Javier Milei

Address at the 54th Annual Meeting of the World Economic Forum

delivered 17 January 2024, Davos, Switzerland

 

 

[Translated from the official Spanish language text appearing on the official government website for the President of Argentina. See transcription note at page bottom for further clarification.]

Good afternoon. Thank you very much

Today I am here to tell you that the West is in danger; it is in danger because those who are supposed to defend the values of the West find themselves co-opted by a vision of the world that -- inexorably -- leads to socialism, and consequently to poverty.

Unfortunately, in recent decades, motivated by some bien-pensant desires to help others, and others by the desire to belong to a privileged caste, the main leaders of the Western world have abandoned the model of freedom for different versions of what we call collectivism.

We are here to tell you that collectivist experiments are never the solution to the problems afflicting the citizens of the world, but rather -- on the contrary -- are their cause.
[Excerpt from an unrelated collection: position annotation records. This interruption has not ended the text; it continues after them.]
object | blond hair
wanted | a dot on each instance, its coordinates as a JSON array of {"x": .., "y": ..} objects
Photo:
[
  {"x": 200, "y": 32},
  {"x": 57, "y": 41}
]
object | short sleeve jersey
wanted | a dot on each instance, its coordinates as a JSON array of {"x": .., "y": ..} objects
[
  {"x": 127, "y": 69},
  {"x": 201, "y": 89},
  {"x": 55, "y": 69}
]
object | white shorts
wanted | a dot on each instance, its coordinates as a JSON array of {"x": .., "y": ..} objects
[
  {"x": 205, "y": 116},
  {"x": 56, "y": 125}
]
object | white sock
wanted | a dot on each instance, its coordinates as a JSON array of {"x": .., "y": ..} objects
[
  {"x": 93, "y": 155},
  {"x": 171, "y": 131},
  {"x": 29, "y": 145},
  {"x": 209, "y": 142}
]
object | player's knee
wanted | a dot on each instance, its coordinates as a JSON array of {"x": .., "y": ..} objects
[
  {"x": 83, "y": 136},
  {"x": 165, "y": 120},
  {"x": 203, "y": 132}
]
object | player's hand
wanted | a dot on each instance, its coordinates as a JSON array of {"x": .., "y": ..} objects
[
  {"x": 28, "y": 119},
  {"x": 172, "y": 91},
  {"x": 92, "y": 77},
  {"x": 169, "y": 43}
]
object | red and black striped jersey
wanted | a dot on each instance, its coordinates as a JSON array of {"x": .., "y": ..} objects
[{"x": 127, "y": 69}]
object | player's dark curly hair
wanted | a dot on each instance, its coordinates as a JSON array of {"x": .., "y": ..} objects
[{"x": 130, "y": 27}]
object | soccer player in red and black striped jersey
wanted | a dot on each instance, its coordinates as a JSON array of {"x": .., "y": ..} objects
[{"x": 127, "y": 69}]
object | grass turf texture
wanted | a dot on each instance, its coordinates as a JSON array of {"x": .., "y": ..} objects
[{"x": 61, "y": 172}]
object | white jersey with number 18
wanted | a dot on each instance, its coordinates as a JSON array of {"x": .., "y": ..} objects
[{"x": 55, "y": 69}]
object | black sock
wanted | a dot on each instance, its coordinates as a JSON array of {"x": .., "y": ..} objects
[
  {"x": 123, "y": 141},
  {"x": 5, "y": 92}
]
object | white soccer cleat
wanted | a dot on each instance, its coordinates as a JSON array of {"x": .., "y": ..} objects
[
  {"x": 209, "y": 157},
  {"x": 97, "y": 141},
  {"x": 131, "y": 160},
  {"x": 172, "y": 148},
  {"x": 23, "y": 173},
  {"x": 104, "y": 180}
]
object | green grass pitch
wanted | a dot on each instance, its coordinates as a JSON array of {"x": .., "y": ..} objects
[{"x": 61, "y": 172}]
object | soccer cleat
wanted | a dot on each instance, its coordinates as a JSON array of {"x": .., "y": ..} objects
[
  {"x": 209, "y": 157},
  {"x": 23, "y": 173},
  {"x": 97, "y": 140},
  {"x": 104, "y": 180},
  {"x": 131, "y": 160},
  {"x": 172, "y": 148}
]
Believe me, there is no one better than we Argentines to testify to these two issues. When we adopted the model of freedom -- back in 1860 -- in 35 years we became the world's leading power, while when we embraced collectivism, over the last 100 years, we saw how our citizens began to systematically impoverish themselves, until they fell to 140th in the world.

But before we can have this discussion, it will be important, first, to look at the data that supports why not only is free enterprise capitalism not only a possible system to end world poverty, but the only system -- morally desirable -- to do so.
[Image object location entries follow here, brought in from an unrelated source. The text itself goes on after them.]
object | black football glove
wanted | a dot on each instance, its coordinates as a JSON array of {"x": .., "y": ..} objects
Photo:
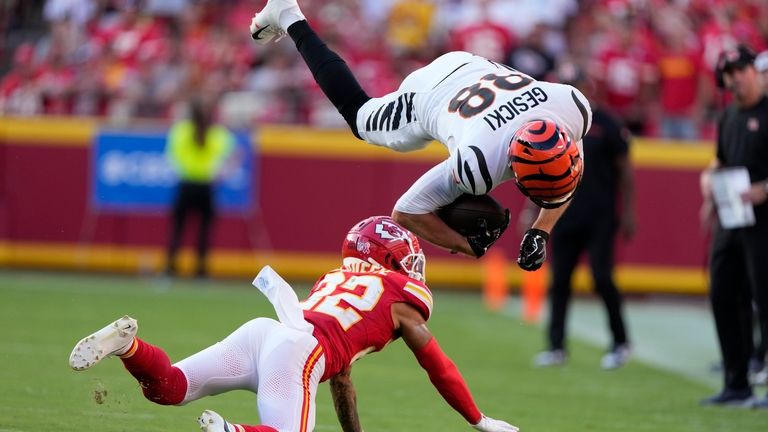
[
  {"x": 485, "y": 237},
  {"x": 533, "y": 249}
]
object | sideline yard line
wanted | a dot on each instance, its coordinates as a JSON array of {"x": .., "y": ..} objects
[{"x": 675, "y": 336}]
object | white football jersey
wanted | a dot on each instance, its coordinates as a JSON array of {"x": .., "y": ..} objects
[{"x": 473, "y": 106}]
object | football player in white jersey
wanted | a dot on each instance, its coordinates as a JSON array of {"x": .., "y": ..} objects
[{"x": 497, "y": 123}]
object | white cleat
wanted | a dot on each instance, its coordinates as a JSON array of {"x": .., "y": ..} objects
[
  {"x": 211, "y": 421},
  {"x": 112, "y": 339},
  {"x": 266, "y": 25}
]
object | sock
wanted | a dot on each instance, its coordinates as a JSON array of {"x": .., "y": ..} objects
[
  {"x": 330, "y": 72},
  {"x": 290, "y": 16},
  {"x": 247, "y": 428},
  {"x": 160, "y": 382}
]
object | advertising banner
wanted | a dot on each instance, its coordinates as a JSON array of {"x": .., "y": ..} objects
[{"x": 130, "y": 172}]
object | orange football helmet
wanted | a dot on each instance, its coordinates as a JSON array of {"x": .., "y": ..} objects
[{"x": 546, "y": 163}]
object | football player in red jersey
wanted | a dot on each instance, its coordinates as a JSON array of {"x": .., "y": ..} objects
[{"x": 377, "y": 296}]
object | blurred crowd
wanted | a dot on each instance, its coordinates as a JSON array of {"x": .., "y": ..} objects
[{"x": 652, "y": 60}]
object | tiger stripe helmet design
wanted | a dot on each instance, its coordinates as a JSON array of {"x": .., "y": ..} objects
[{"x": 546, "y": 163}]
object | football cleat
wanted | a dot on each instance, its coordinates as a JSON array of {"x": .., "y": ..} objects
[
  {"x": 211, "y": 421},
  {"x": 743, "y": 398},
  {"x": 616, "y": 357},
  {"x": 113, "y": 339},
  {"x": 265, "y": 25}
]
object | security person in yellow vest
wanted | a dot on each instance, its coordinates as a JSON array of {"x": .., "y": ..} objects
[{"x": 198, "y": 150}]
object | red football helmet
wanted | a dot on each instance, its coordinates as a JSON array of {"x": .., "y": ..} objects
[
  {"x": 380, "y": 241},
  {"x": 546, "y": 163}
]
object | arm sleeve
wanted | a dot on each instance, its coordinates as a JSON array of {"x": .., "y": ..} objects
[
  {"x": 431, "y": 191},
  {"x": 448, "y": 381}
]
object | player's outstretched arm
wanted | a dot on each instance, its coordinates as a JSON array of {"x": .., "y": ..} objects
[
  {"x": 345, "y": 401},
  {"x": 431, "y": 228},
  {"x": 533, "y": 247},
  {"x": 442, "y": 371}
]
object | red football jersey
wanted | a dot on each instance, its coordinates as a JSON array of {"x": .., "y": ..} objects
[{"x": 352, "y": 312}]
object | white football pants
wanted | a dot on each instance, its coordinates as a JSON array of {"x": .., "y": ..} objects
[{"x": 281, "y": 365}]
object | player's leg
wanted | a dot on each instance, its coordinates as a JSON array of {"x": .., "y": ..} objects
[
  {"x": 567, "y": 244},
  {"x": 329, "y": 70},
  {"x": 230, "y": 364},
  {"x": 179, "y": 215},
  {"x": 757, "y": 272},
  {"x": 731, "y": 307},
  {"x": 290, "y": 370},
  {"x": 601, "y": 250},
  {"x": 207, "y": 216},
  {"x": 396, "y": 120},
  {"x": 160, "y": 381},
  {"x": 211, "y": 421}
]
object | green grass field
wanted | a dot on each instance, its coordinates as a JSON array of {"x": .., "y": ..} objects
[{"x": 43, "y": 315}]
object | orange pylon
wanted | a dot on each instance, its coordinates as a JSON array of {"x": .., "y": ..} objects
[
  {"x": 533, "y": 292},
  {"x": 495, "y": 280}
]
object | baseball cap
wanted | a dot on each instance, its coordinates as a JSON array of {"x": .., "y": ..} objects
[{"x": 735, "y": 58}]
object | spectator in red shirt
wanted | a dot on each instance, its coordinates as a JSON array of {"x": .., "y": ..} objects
[
  {"x": 19, "y": 94},
  {"x": 483, "y": 37},
  {"x": 681, "y": 82},
  {"x": 626, "y": 73}
]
If we consider the history of economic progress we can see how, approximately, from the year zero to the year 1800, the world's GDP per capita, practically, remained constant throughout the entire reference period. If one looks at a graph of the evolution of economic growth throughout the history of humanity, one would be looking at a graph in the shape of a field hockey stick, an exponential function, which remained constant for 90 percent of the time, and then shoots up exponentially from the 19th century onwards. The only exception to this history of stagnation occurred at the end of the 15th century, with the discovery of America. But apart from this exception, throughout the entire period, between the year zero and the year 1800, GDP per capita, at the global level, remained stagnant.
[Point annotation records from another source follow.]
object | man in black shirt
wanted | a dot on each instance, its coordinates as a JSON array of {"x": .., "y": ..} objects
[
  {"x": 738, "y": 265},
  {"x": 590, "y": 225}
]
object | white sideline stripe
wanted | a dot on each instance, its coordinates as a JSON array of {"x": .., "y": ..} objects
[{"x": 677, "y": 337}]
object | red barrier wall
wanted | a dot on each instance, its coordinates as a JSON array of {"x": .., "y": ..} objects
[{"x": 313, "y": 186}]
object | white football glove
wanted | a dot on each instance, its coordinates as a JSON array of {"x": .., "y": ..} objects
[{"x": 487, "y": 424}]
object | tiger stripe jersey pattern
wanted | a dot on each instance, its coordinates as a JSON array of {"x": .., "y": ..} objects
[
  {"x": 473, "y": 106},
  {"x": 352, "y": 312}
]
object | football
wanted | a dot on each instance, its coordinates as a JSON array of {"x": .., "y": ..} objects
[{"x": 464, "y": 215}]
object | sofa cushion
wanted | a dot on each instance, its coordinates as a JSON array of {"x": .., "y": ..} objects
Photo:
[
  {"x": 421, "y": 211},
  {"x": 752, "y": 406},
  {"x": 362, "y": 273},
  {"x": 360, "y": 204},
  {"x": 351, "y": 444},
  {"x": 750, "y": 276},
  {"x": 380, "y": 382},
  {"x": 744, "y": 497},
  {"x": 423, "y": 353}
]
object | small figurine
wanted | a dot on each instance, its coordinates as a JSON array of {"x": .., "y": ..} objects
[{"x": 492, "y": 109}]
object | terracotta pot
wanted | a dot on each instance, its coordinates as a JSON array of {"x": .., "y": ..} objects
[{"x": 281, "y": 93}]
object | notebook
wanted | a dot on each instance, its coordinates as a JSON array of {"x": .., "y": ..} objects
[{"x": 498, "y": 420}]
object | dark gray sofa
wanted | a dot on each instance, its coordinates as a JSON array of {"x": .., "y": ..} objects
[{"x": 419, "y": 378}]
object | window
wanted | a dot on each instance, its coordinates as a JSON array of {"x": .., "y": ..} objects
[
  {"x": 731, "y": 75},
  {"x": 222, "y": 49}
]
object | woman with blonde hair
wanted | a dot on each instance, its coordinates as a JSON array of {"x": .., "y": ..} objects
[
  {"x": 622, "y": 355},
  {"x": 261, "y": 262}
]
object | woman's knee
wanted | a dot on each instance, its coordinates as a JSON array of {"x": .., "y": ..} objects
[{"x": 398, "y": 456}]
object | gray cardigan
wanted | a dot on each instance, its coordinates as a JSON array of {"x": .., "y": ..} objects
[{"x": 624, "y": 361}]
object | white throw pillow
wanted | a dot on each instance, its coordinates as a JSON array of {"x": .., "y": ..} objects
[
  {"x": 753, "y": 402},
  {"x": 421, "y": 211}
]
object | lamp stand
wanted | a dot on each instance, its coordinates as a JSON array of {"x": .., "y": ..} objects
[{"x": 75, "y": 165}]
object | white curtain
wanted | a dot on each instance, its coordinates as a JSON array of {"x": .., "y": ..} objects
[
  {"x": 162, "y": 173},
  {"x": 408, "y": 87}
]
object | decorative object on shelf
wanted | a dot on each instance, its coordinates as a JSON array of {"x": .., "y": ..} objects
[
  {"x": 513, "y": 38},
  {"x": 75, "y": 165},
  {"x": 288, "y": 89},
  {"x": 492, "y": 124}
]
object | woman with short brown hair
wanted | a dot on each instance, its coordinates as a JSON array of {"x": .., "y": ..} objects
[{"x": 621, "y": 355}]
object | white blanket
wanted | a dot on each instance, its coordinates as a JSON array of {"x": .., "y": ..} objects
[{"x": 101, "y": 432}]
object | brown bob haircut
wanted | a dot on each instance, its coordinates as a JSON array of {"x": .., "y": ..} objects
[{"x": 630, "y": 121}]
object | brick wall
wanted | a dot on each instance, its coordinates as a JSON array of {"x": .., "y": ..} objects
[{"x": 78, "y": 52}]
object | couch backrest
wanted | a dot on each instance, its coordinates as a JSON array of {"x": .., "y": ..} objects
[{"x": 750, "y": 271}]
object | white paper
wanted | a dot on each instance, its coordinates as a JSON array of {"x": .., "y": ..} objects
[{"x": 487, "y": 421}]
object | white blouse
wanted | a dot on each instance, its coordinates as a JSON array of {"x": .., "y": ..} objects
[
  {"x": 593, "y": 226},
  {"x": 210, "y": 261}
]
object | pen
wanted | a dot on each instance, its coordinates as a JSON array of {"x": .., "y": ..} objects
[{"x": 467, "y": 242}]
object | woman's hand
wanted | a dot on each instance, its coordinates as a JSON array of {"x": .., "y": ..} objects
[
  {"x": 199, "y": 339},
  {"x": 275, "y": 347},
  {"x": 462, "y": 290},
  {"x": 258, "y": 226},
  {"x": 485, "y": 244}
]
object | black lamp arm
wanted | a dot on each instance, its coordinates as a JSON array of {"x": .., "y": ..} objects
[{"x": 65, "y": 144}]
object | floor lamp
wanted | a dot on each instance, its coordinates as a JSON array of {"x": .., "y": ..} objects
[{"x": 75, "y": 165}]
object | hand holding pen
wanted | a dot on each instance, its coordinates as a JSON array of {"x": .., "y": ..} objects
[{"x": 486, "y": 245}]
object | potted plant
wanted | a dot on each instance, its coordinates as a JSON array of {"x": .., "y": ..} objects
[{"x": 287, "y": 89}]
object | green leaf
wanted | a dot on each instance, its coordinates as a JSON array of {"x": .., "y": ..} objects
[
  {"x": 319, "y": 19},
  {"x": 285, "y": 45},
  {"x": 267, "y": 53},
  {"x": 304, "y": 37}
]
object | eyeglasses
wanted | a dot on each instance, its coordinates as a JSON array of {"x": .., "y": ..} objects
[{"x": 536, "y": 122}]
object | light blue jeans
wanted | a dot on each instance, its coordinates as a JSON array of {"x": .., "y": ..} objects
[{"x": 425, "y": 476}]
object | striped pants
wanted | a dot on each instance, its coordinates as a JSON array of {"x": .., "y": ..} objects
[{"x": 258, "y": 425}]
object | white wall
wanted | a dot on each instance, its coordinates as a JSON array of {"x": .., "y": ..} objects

Now, not only did capitalism generate an explosion of wealth from the moment it was adopted as an economic system, but if one analyzes the data one can see that growth has been accelerating throughout the entire period. During the whole period -- between the year zero and 1800 -- the growth rate of GDP per capita remained stable at around 0.02 percent per year. That is to say, practically no growth. From the 19th century, with the Industrial Revolution onwards, the growth rate rises to 0.66 percent. At that rate, in order to double the GDP per capita, it would take 107 years of growth.

Now, if we look at the period between 1900 and 1950, the growth rate accelerates to 1.66 percent per year. We no longer need 107 years to double GDP per capita, but 66. And if we take the period between 1950 and the year 2000, we see that the growth rate was 2.1 percent per year, which would mean that we could double the world's GDP per capita in only 33 years. This trend, far from stopping, is still alive today. If we take the period between 2000 and 2023, the growth rate again accelerated to 3 percent per year, which implies that we could double our [world] GDP per capita in the world in only 23 years.

Now, when we study GDP per capita from the year 1800 to the present day, what we observe is that, after the Industrial Revolution, the world's GDP per capita multiplied by more than 15 times, generating an explosion of wealth that lifted 90 percent of the world's population out of poverty.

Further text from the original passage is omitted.